On: Grace Karskens, "Public History and Academic History: the common ground".


My Defense of Local Historians

The impression I am left with, on reading Grace Karskens’ views in her "Public History and Academic History: the common ground", (in Public History Review, 1, 1992, p14-25) is that local historians are simply (read: simple) locals, with an interest in the past, who write only for their little corner club; and, that it is only the Professional Public Historian (PPH) that has got it all together, in terms of BOTH scholarly ability and relationship to the community. I think otherwise!

Grace Karskens makes the following determination (p19) ... if time and money is short for producing a commi$$ioned hi$tory (my emphasis), resulting in the “[inability to use] primary sources already located … then "public historians often have to fall back on more readily accessible, but often crude, secondary sources -- like local histories -- and make of them what they can." She also perceives PPHs as being "conduits" between academia and "the wider community outside" (p21).

But, she also says (p21), "the new public historians [have to] deal with non-historians, including ..... people from amateur groups... [such as] historical societies.." She relates "horror stories" about PPHs having contact with, it appears, these tribal manifestations of unclad history-tragics armed only with an elementary arsenal of research weaponry and skilled only in bush-craft (my words).

It seems to be getting down to these things:
1) That Karskens excuses entirely any prospect of a local historian (who is, in fact, a "non-historian" in Karskens’ words) being able to produce a history with any value, that has any currency in the 'history marketplace'.

2) To me, it seems most likely that the local historians are the ones who contribute most significantly to ferreting out and securing primary sources for further research by themselves and others, along with secondary sources, and also produce a bibliography accordingly. This bibliography, of course, becomes a substantial menu for the PPH.
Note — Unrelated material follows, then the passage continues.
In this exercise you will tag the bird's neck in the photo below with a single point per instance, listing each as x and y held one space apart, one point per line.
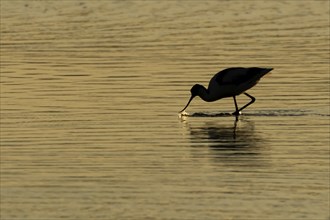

3) It doesn't get any better for Karskens when one comes to realise that it is probably the local historian who HAS researched those very same primary sources to produce their vulgar views, something the PPH may not have time to do in their rush to meet deadlines and remain commercially viable and in the public eye.

4) There is a double standard, entirely, in reducing local histories to a crudity and then rehashing their content with some scholarly spit and professional polish to make them acceptable and meaningful. It is OK for PPHs to harvest local histories for fodder, but “to make of them what they can”, and employ them as the basis of their magically acceptable commi$$ioned hi$tories, at the same time denigrating the source is not. One can wonder to what degree the local historian is recognised in such works produced by a professional.

5) There is potential for PPHs to be non-professional: What, after all, is a professional history without researching the primary sources known to be available? And, since when is it valid for secondary sources to become the primary source of information for the PPH, who junks primary sources in the process because they don't have the time? I contend with Karskens’ claim (p21) that PPH's work is inherently somehow pure: the work of PPHs can indeed be "inherently inferior" to what it could be if PPHs produce half-baked histories based on (allegedly) crude secondary sources at the expense of available primary sources.

6) PPHs invariably are visitors to an area, they come and they go. They do not necessarily have the respect of the community just because they are a paid professional. And they won't have it if they push an external, official version of the locality's history, especially one lacking the richness offered in using primary sources, and devalue the contribution made by those within the community, along lines of 'professional vs. non-professional'.

7) Finally, are not the local historians the ones most likely to have a "meaningful relationship with the wider community" in which they live, and a relationship that is present and continual? The work of the several local historians at Paterson Historical Society and their relationship within and to the local community, and the Lower Hunter region of NSW, stands as a fine example and a testament to the good standing and effectiveness of the unpaid local historian.